C. Questioning of Wynne and Search of the Vehicle
Wynne raises several constitutional challenges to the search of his vehicle and the
questions he was asked by police. According to the record, a 911 dispatcher notified law
enforcement officers that a woman had called to report that her ex-husband was following
her and that he had a gun in his vehicle. The dispatcher provided the officers with a
description of the vehicle and the tag number. The Highway Patrol Officer who saw the
vehicle and pulled it over testified that he probably patted the defendant down but did not
search the inside of the vehicle. Once the Oklahoma City Police arrived a few minutes
later, they asked the defendant if he had a gun in his truck; he responded that he did.
Wynne was in the back seat of the patrol car when asked about the weapon.

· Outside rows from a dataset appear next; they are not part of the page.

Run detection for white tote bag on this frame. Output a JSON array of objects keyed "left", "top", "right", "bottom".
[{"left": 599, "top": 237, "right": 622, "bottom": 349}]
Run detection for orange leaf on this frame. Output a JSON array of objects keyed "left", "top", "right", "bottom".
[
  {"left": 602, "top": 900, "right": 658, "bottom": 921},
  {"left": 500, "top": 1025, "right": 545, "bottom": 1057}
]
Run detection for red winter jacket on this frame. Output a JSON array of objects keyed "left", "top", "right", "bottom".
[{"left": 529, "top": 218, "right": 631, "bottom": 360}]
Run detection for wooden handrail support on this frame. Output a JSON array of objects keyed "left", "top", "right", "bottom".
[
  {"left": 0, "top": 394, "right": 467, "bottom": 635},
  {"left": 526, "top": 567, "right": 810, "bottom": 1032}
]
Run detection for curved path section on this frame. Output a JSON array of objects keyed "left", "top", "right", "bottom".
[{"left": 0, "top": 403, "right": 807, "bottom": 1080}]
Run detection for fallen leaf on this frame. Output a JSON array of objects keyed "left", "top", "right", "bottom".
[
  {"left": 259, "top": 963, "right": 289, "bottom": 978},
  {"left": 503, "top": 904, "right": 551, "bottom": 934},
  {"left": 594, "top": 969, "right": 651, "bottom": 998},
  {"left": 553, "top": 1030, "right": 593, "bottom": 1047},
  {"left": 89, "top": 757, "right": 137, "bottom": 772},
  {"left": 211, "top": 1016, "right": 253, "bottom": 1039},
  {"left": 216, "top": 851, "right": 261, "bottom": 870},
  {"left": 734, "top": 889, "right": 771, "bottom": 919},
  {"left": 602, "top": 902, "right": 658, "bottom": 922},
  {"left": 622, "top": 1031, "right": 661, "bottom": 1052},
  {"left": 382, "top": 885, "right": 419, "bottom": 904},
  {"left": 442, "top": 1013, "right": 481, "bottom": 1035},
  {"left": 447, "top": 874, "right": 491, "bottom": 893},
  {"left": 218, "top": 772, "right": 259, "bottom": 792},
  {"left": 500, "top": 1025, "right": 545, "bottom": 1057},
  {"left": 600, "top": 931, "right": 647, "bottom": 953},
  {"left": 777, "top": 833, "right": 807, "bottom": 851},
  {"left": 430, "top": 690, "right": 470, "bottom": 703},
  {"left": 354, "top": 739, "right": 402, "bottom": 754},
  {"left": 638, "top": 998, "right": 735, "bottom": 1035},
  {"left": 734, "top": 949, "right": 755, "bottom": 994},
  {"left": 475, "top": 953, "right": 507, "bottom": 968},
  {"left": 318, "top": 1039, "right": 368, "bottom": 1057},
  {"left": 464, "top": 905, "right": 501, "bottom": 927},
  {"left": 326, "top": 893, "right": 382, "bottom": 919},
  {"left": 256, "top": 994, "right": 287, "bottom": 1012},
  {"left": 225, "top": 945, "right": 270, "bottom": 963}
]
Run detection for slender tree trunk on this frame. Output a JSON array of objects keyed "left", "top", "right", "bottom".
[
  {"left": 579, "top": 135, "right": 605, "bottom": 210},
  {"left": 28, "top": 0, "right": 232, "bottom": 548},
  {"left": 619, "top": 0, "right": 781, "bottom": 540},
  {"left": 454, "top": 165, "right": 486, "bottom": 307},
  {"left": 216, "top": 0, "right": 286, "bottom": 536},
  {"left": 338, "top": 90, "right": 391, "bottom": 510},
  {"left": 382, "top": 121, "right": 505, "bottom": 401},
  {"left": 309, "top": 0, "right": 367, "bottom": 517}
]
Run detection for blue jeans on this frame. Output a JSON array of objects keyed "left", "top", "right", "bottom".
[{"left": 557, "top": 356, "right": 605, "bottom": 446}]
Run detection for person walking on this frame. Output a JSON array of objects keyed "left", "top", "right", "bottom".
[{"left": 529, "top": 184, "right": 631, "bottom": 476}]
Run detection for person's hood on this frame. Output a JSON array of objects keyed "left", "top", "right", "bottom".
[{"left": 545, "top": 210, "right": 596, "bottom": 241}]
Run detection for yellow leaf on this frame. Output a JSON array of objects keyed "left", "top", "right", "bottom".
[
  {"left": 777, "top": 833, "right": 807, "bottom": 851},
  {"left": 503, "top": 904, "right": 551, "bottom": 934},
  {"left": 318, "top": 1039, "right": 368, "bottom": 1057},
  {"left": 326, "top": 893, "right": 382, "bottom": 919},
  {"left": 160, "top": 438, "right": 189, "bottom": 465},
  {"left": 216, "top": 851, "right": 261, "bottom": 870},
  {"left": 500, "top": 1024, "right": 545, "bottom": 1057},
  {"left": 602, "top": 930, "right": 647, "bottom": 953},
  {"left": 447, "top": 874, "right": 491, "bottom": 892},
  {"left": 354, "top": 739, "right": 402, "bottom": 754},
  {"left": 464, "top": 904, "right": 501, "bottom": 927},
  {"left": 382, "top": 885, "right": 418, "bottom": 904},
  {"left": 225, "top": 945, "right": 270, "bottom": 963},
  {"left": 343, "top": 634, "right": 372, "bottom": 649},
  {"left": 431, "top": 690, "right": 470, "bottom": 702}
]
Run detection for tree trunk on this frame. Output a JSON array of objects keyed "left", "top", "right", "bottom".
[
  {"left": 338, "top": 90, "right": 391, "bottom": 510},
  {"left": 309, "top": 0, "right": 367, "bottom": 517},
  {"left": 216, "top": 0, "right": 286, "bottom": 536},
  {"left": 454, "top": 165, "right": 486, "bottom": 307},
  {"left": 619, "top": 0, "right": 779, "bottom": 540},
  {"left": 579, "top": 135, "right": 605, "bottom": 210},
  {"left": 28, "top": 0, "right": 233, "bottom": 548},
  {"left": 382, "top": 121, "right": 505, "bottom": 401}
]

Wynne first alleges that the officers were required to provide him with Miranda
warnings prior to inquiring about the gun. Two requirements must be met before the
Miranda rule applies: (1) the suspect must be in custody, and (2) the questioning must
meet the legal definition of interrogation. United States v. Ritchie, 35 F.3d 1477, 1485
(10th Cir. 1994). Whether a defendant is in custody for purposes of Miranda depends on
the totality of the circumstances. United States v. Torres-Guevara, 147 F.3d 1261, 1266
(10th Cir. 1998). After hearing defendant’s motion to suppress, the district court
concluded that under the circumstances of this case, Miranda warnings were not required.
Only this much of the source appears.